Un parti en transition

Ce déficit ministériel risque toutefois d’engendrer un déficit de visibilité. Et donc un nouvel inconvénient qui pèsera dans la balance en vue des prochaines échéances électorales… Le parti est  » en transition « , rassurent tant Vinciane Pirmolin que Dominique Drion. Et de miser sur l’émergence d’une nouvelle génération. Représentée notamment par Laurence Cuipers, 30 ans, conseillère au conseil d’action sociale (CPAS) devenue remplaçante d’Anne Delvaux au conseil communal de Liège ; ou celle qui lui a succédé au CPAS, Carine Clotuche, 45 ans, responsable juridique à la CSC.
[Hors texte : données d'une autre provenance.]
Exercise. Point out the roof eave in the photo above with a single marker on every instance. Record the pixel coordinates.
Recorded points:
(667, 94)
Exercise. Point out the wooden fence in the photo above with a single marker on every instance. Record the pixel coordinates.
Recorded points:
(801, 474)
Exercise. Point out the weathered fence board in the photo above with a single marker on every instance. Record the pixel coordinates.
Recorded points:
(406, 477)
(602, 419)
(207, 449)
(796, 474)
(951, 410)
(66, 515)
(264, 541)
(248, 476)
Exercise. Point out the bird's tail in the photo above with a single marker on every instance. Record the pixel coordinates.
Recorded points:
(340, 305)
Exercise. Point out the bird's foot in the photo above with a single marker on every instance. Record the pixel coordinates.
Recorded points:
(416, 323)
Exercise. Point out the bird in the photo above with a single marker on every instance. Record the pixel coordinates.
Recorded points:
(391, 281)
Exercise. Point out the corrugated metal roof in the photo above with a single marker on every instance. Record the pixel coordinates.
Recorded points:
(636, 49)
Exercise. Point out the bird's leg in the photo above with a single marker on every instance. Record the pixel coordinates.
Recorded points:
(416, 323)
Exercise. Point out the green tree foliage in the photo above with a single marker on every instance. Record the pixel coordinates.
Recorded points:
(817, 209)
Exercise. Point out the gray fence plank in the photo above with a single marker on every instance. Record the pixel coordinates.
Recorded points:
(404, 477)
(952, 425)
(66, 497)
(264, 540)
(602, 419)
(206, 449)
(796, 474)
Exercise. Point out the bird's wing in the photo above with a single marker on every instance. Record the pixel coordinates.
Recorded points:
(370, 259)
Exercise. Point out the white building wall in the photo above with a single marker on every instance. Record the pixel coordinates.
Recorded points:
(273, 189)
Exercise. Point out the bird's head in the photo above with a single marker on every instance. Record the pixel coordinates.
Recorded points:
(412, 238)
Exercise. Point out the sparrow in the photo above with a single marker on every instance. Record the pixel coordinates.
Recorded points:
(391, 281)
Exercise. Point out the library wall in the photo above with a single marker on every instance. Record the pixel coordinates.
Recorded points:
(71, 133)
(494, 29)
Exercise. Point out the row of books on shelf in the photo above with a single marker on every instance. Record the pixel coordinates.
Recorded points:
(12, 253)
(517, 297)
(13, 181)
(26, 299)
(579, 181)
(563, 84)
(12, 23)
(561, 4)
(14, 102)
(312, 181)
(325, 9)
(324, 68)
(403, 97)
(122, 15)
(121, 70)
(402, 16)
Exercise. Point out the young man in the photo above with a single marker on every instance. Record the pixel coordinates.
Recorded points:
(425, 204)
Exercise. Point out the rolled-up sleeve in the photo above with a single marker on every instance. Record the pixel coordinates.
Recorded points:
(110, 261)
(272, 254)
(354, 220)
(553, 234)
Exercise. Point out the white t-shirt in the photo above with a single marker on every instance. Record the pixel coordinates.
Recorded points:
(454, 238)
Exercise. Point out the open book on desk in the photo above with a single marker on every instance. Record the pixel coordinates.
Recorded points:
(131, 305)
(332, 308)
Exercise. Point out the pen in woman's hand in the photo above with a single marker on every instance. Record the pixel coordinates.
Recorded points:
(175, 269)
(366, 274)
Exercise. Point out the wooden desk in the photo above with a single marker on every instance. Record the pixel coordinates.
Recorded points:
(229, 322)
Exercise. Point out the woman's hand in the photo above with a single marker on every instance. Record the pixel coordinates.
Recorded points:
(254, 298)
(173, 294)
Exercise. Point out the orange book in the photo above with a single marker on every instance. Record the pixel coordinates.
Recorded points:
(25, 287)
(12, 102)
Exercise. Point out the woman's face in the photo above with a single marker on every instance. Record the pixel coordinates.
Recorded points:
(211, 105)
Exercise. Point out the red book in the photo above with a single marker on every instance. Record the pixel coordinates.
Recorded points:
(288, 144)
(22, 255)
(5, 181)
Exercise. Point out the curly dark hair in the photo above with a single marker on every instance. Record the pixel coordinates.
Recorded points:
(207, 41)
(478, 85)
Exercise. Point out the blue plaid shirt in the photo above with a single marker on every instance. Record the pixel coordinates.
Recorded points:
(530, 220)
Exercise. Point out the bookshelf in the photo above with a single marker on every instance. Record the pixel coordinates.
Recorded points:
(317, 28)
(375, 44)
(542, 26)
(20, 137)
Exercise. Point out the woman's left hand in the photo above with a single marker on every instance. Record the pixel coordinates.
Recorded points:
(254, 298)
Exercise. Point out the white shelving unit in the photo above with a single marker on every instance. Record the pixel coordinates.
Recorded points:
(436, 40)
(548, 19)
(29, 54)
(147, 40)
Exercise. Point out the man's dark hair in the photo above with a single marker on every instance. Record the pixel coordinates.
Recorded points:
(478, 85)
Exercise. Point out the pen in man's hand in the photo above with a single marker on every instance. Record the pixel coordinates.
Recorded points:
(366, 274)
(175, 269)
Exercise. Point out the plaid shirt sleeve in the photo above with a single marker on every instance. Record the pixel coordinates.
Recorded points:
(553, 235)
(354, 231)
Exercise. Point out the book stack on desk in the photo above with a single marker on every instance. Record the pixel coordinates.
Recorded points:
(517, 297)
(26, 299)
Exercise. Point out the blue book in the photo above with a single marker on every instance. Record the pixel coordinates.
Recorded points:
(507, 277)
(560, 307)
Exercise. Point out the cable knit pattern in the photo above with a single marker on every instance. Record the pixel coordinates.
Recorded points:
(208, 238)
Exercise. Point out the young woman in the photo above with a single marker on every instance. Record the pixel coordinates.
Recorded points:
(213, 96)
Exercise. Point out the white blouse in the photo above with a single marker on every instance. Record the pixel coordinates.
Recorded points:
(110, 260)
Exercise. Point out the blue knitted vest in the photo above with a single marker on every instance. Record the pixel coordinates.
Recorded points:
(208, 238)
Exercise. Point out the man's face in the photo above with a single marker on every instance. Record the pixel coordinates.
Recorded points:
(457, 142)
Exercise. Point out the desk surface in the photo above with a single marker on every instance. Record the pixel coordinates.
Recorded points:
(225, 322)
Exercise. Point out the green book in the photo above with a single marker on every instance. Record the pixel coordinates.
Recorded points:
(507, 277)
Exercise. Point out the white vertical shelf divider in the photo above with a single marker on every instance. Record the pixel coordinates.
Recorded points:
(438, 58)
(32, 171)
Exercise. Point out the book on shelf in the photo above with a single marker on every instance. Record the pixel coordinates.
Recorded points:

 » Ce sont des jeunes femmes brillantes et compétentes, présentant un beau potentiel. Je suis assez confiante, mais c’est maintenant qu’il faut travailler « , estime la nouvelle présidente.  » Leurs capacités électorales sont déjà intéressantes « , poursuit son prédécesseur.

En 2012, Laurence Cuipers avait récolté 841 voix de préférence puis 1 770 aux régionales de 2014, tandis que Carine Clotuche comptabilisait 624 votes puis 1 644 deux ans plus tard. On est encore loin des 3 361 voix d’Anne Delvaux aux communales ou des 17 564 de Marie-Dominique Simonet aux régionales. Tout vient à point à qui sait attendre ?

Dossier coordonné par Philippe Berkenbaum, avec Mélanie Geelkens, Julie Luong et Frédérique Masquelier – Mélanie Geelkens

 » A part Melchior Wathelet, le CDH liégeois ne comporte pas de personnalités populaires d’exception  »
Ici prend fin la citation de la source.